FAQ
Hello,
I'm using Hadoop 0.20.1, I submitted a job using the
org.apache.hadoop.mapreduce.Job approach e.g.

org.apache.hadoop.mapreduce.Job _job
job_.submit();

However, I would like to,from another Java program, monitor this job:

1) get map/reduce progress
2) get counters
3) status
4) and the ability to join i.e wait for completion.

say jd = "job_201003190003_1855"

org.apache.hadoop.mapreduce.JobID jid =
org.apache.hadoop.mapreduce.JobID.forName(jd);
org.apache.hadoop.mapred.JobClient jclient = new
org.apache.hadoop.mapred.JobClient();

Now, what?
http://hadoop.apache.org/common/docs/r0.20.1/api/org/apache/hadoop/mapred/JobClient.html#getJob(org.apache.hadoop.mapred.JobID)

says, I should use
1. public RunningJob getJob(JobID jobid)

but, in my installation of hadoop 0.20.1, i do not have such a method.

2. Even if I could, runningjob.getCounters() returns the old deprecated
Counters. Is this compatible with the new mapreduce code?

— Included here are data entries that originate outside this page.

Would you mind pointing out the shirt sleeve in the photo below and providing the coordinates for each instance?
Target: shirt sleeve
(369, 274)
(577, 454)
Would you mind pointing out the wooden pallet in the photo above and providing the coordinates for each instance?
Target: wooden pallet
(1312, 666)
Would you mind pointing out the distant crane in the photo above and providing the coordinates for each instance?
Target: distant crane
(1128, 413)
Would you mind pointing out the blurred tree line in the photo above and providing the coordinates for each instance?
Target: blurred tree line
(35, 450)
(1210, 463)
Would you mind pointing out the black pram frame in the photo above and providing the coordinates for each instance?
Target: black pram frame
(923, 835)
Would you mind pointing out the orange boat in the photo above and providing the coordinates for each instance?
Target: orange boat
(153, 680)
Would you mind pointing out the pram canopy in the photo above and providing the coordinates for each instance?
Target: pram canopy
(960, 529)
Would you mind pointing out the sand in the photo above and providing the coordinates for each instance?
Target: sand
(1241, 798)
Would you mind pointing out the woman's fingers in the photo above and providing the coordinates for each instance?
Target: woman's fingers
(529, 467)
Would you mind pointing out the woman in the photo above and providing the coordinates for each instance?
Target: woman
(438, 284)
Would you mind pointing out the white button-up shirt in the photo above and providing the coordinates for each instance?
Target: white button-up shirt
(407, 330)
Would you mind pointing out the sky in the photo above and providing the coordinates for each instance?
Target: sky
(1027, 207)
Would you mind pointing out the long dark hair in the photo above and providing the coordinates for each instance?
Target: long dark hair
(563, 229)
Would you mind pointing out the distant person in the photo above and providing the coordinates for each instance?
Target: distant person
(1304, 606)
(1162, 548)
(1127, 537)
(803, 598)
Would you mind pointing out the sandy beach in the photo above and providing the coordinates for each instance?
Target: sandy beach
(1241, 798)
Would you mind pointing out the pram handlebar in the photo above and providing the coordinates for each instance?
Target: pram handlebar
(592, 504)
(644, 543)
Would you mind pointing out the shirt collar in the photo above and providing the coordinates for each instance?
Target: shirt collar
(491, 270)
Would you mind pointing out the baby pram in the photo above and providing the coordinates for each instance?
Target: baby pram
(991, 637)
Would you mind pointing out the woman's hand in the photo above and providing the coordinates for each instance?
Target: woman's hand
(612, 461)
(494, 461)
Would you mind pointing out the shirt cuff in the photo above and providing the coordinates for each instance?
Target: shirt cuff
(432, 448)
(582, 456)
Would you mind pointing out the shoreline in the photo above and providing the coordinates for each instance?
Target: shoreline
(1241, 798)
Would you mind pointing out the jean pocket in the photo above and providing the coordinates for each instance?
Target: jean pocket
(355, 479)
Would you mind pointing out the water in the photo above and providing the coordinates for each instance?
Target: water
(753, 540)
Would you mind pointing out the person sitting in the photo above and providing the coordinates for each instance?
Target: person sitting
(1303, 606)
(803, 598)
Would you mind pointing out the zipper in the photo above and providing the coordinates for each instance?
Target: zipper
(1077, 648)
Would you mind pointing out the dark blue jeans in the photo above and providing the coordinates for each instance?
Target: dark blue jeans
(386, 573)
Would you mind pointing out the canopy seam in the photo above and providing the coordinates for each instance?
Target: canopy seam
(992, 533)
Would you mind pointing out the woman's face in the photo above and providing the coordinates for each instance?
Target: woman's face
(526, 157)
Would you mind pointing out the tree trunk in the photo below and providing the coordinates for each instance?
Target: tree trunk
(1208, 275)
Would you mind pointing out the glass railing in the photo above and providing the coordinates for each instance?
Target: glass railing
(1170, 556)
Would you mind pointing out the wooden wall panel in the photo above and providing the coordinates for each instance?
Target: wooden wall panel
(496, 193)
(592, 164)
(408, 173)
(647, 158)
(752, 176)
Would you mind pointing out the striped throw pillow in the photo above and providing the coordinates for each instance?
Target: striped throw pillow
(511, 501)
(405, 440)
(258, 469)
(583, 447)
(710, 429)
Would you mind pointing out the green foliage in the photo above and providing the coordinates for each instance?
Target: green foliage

Is there any org.apache.mapreduce code that given the JobId, I can monitor
and wait for completion for the job?

I can get a org.apache.hadoop.mapreduce.JobContext with the Job ID, but
there should be a way to get the Job.

One option, is to serialize the job_ variable and load it in later(not my
first choice)
Thanks

State: RUNNING
Started: Fri Mar 19 00:03:40 EDT 2010
Version: 0.20.1, r810220
Compiled: Tue Sep 1 20:55:56 UTC 2009 by oom
Identifier: 201003190003

Search Discussions

  • Saptarshi Guha at May 26, 2010 at 6:49 pm
    I found give, counters as obtained from RunningJob, I can still use it with
    the new style counters.
    But I'm still wondering how to get a RunningJob from a JobId.
    Is my Hadoop old?

    Regards
    Saptarshi

    On Wed, May 26, 2010 at 2:27 PM, Saptarshi Guha wrote:

    Hello,
    I'm using Hadoop 0.20.1, I submitted a job using the
    org.apache.hadoop.mapreduce.Job approach e.g.

    org.apache.hadoop.mapreduce.Job _job
    job_.submit();

    However, I would like to,from another Java program, monitor this job:

    1) get map/reduce progress
    2) get counters
    3) status
    4) and the ability to join i.e wait for completion.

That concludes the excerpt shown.